Construction of the immune‐related risk model. (A) Univariate Cox analysis identified survival‐related 34 mRNAs and 24 lncRNAs. p < .05 indicates a significant correlation between genes and prognosis, hazard ratio (HR) value > 1 means that the gene is a risk gene, and HR < 1 means a protective gene. (B) The best criteria to build the model based on LASSO regression. (C) Sankey diagram showing the coexpression relationship between the mRNAs and lncRNAs. LASSO, least absolute shrinkage and selection operator; lncRNAs, long noncoding RNAs; mRNA, messenger RNA.

Figure 3

Verification between the immune‐related risk model. (A) and (B‐a to c). The distributions of risk scores (a), survival times and status (b), and the heatmaps of gene expression levels (c) in the training set and validation set. The black dotted lines represent the median risk score cut‐off dividing patients into high‐ and low‐risk groups. The red dots represent the ESCA patients in high‐risk group, and the green dots represent the low‐risk. (A) and (B‐d) Kaplan–Meier survival analyses of the ESCA patients. (A) and (B‐e) ROC curves of the training set and validation set. (C) Multi‐index ROC curves of age, gender, grade, stage, TNM, and risk score. Time‐dependent ROC curves for 1–3 years. AUC, area under the receiver operating characteristic curve; ESCA, esophageal cancer; ROC, receiver operating characteristic.

Figure 4

Quantitative polymerase chain reaction verification of CDK9, ELNF1, FABP9, and STC2.

Figure 5

The heatmap of the clinical phenotypes (A) and distribution characteristic of pathological stage‐N (B) in the high‐ and low‐risk groups. (C) Differences in risk scores among different clinical features. IRGPI, immune‐related gene prognostic index; IRS, immune‐related risk score; TCGA, The Cancer Genome Atlas.

Figure 6

GO analysis of Gene Set Enrichment Analysis (GSEA) in the high‐ (A) and low‐risk (B) groups.
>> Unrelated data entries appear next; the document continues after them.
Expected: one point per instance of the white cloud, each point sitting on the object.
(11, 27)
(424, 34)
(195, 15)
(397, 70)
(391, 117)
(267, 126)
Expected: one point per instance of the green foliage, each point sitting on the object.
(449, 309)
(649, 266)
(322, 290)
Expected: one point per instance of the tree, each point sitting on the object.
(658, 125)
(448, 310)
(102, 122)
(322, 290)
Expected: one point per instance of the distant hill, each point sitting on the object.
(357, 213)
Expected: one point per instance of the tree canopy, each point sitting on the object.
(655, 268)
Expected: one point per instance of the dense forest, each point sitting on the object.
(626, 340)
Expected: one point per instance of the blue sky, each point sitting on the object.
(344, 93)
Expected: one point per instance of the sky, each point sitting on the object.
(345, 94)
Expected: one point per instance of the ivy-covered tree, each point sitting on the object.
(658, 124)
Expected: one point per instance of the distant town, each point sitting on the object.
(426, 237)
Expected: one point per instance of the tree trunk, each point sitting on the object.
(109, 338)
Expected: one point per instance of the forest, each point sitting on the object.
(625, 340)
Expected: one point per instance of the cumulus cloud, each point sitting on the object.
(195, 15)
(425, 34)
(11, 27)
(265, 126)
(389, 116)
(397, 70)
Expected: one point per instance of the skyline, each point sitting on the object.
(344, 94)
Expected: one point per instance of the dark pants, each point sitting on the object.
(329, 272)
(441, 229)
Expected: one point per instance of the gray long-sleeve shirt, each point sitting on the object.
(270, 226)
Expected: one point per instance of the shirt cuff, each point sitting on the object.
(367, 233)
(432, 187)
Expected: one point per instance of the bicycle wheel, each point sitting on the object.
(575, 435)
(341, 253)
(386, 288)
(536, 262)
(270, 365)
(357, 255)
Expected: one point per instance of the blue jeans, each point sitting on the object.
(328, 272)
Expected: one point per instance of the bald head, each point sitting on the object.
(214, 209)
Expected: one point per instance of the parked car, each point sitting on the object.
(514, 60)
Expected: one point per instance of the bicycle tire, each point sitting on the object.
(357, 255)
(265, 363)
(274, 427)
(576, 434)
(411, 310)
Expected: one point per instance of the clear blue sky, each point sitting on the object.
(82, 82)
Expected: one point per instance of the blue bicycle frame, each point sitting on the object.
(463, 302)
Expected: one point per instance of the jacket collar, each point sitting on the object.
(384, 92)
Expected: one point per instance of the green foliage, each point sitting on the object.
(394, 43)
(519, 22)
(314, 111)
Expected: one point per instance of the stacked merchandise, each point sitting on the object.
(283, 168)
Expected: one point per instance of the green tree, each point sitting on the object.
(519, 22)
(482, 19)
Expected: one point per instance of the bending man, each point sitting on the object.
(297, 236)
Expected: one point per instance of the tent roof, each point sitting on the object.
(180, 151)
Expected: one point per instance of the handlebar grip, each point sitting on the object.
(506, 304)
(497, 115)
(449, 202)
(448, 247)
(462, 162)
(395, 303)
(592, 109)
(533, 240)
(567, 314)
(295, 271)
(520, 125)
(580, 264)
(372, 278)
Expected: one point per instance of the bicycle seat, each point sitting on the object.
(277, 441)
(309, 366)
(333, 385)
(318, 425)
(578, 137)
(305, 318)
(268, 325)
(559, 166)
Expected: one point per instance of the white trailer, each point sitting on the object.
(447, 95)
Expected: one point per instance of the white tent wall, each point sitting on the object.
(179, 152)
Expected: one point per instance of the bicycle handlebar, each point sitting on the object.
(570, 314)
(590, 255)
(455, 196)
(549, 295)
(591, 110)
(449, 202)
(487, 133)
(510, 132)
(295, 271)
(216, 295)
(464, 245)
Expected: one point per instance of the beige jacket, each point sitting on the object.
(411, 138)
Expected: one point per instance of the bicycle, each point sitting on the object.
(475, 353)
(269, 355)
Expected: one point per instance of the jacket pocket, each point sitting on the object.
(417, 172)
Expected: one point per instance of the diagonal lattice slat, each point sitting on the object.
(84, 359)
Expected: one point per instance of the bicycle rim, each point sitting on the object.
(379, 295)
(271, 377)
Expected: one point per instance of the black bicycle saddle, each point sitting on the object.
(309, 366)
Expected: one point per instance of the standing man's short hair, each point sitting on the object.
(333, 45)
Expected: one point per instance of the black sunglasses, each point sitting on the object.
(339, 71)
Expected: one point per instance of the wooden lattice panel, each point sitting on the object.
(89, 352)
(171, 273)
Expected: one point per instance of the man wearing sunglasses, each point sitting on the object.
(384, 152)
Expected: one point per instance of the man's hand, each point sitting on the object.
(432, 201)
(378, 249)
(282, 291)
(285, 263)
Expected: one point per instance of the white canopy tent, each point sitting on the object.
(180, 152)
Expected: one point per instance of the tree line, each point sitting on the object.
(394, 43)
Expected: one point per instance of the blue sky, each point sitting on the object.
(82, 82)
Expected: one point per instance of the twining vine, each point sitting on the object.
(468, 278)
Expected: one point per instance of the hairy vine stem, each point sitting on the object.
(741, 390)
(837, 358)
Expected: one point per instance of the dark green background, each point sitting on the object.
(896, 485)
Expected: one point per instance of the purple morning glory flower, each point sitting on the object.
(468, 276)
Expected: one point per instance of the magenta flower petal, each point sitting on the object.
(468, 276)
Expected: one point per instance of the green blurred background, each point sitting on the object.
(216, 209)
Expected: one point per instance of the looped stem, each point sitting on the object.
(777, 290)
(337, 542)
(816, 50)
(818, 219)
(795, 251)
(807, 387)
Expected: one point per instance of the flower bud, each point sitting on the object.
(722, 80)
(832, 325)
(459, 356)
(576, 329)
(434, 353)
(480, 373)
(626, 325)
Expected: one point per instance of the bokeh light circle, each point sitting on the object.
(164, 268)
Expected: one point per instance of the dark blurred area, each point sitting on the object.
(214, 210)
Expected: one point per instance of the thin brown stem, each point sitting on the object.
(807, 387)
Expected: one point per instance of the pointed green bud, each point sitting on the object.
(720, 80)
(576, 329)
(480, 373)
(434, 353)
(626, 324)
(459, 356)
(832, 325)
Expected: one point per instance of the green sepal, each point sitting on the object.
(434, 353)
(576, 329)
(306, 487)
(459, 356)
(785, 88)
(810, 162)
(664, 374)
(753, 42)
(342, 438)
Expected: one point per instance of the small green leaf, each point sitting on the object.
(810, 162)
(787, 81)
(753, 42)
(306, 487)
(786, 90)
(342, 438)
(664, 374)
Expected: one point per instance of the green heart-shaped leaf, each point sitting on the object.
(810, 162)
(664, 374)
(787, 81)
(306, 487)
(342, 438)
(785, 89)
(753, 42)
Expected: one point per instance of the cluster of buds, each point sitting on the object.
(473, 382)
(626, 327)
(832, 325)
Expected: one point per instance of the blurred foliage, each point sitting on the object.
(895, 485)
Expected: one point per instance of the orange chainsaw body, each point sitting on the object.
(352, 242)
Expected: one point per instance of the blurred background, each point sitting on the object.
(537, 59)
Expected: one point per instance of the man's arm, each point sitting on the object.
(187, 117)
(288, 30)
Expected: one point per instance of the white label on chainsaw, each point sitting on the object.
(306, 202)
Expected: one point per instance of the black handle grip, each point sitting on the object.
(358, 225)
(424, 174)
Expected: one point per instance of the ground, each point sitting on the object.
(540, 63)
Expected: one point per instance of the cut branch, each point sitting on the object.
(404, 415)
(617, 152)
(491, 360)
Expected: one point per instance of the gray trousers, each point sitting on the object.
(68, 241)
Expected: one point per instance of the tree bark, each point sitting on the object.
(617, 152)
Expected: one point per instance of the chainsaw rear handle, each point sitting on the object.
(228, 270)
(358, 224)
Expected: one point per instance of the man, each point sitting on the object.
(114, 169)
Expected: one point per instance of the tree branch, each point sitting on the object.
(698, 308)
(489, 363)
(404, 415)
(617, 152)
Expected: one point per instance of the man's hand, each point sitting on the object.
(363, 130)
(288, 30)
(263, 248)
GO, gene ontology.

Figure 7

The enrichment analysis of DEGs. (A) GO functional enrichment analysis. (B) KEGG pathway enrichment analysis. Circle color indicates P. Circle size represents the gene number enriched in the pathway. DEGs, differentially expressed genes; GO, gene ontology; KEGG, Kyoto Encyclopedia of Genes and Genomes.

Figure 8

Structures and genetic networks of PPZ. (A) Two‐ and three‐dimensional chemical structure diagrams. (B) Protein–protein interaction (PPI) network. (C) Core targets of PPI network. PPZ, perphenazine.

Figure 9

The enrichment analysis of drug targets. (A) GO functional enrichment analysis. (B) KEGG pathway enrichment analysis. Circle color indicates P. Size represents the gene number enriched in the pathway. GO, gene ontology; KEGG, Kyoto Encyclopedia of Genes and Genomes; TGF, transforming growth factor.

Figure 10

Docked complexes of PPZ with VAV3 (A, PDB ID: 2D86), BTK (B, PDB ID: 3GEN), and AR (C, PDB ID: 1E3G). The left views depict three‐dimensional docked pose of ligands with the target proteins and the right views are specific pics, showing the interaction for hydrogen bonds formed between PPZ and amino acids. AR, androgen receptor; Btk, Bruton tyrosine kinase; PPZ, perphenazine; Vav3, Vav guanine nucleotide exchange factor 3.